Utah Sen. Mitt Romney, who has emerged as a frequent Trump critic after only a few weeks in the chamber also backed the plan.

"@POTUS has put forth a reasonable, good faith proposal that will reopen the government and help secure the border. I look forward to voting for it and will work to encourage my Republican and Democratic colleagues to do the same," Romney wrote on Twitter.

But there was immediate pushback from the far right -- in a reminder of the criticism by conservative pundits that caused Trump to pull out of a deal to keep the government open late last year.

"Trump proposes amnesty. We voted for Trump and got Jeb!" said Ann Coulter on Twitter, referring to former Florida governor and GOP presidential candidate Jeb Bush.

"100 miles of border wall in exchange for amnestying millions of illegals. So if we grant citizenship to a BILLION foreigners, maybe we can finally get a full border wall," Coulter wrote in another tweet.

Trump's proposal includes $800 million for urgent humanitarian assistance and $805 million for drug detection technology to secure ports of entry, as well additional border agents, law enforcement officials and new immigration judge teams to deal with cases of migrants crossing the US-Mexico border.

Though Trump did bring up the issue of DACA recipients, the President's refusal to offer a permanent path to citizenship is a deal breaker for Democrats.

Last year, Democratic senators worked on a deal with Republicans which offered $25 billion in border funding in exchange for a permanent path to citizenship for some 1.8 million Dreamers. Trump walked away from the offer.

In 2017, Trump's administration announced plans to phase out the DACA program, and Trump has previously said he would wait to address protections for its recipients after a Supreme Court ruling on the matter.

The makings of the proposal

A source familiar with the discussions said the President tasked his son-in-law and White House adviser Jared Kushner, acting chief of staff Mick Mulvaney and Vice President Mike Pence with working to craft a broader compromise proposal that they could present to Democrats.

The three men set out to put together a "fair and reasonable proposal," engaging with numerous members of Congress in recent weeks, before discussing the effort with Trump in recent days.

The White House wanted it to look like they had a valid reason for canceling House Speaker Nancy Pelosi's trip to Afghanistan, and feared that if there was no movement this weekend -- no meetings, no negotiations or no speeches -- it would look bad, two people familiar with the schedule told CNN.

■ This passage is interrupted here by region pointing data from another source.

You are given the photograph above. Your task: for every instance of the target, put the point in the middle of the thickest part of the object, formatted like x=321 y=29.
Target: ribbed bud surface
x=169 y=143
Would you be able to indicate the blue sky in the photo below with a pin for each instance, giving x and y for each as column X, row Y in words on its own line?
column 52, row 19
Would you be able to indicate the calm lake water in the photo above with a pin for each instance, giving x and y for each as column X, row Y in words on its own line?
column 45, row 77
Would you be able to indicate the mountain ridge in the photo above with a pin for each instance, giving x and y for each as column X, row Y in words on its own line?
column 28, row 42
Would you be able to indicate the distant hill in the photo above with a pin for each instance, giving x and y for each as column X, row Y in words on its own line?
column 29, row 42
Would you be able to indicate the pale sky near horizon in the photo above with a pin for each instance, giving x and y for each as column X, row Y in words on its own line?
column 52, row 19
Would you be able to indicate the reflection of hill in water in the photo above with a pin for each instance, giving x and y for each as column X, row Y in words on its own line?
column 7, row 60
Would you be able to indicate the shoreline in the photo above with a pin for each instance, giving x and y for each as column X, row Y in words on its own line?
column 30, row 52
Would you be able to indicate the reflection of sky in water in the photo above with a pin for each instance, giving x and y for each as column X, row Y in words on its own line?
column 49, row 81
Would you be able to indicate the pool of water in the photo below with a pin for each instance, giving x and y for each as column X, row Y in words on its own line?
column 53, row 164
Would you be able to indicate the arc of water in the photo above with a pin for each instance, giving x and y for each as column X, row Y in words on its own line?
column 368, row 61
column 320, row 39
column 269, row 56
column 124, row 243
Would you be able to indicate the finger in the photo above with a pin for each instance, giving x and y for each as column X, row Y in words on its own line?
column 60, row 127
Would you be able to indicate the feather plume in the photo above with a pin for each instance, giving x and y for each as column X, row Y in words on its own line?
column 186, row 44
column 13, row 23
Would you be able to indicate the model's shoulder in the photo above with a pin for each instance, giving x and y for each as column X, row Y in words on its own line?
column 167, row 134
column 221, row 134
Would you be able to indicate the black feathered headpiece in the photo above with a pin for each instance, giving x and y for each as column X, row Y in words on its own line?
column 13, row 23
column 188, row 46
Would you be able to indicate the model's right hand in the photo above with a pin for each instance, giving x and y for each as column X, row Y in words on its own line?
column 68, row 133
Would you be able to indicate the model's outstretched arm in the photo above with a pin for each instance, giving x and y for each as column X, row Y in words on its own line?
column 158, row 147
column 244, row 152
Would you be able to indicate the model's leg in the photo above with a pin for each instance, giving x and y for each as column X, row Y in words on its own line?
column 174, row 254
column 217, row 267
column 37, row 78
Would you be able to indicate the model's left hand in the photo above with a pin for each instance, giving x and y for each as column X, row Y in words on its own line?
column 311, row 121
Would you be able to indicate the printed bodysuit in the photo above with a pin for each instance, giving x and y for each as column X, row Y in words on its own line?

Trump's proposal came together over the last week, with White House officials working into Friday night to hammer out the details and how Trump would lay it out in his Saturday afternoon address.

Republican Sen. Lindsey Graham of South Carolina had floated such a compromise to the President as early as late December.

Another source told CNN the plan is modeled after proposals Democrats have supported and voted for in the past in an added effort to pressure them back to the negotiating table.

Though he didn't come up with or help craft the proposal, McConnell offered suggestions over the last two days as to how to move the plan forward, a source familiar told CNN. House Republican leaders are also supportive of the move.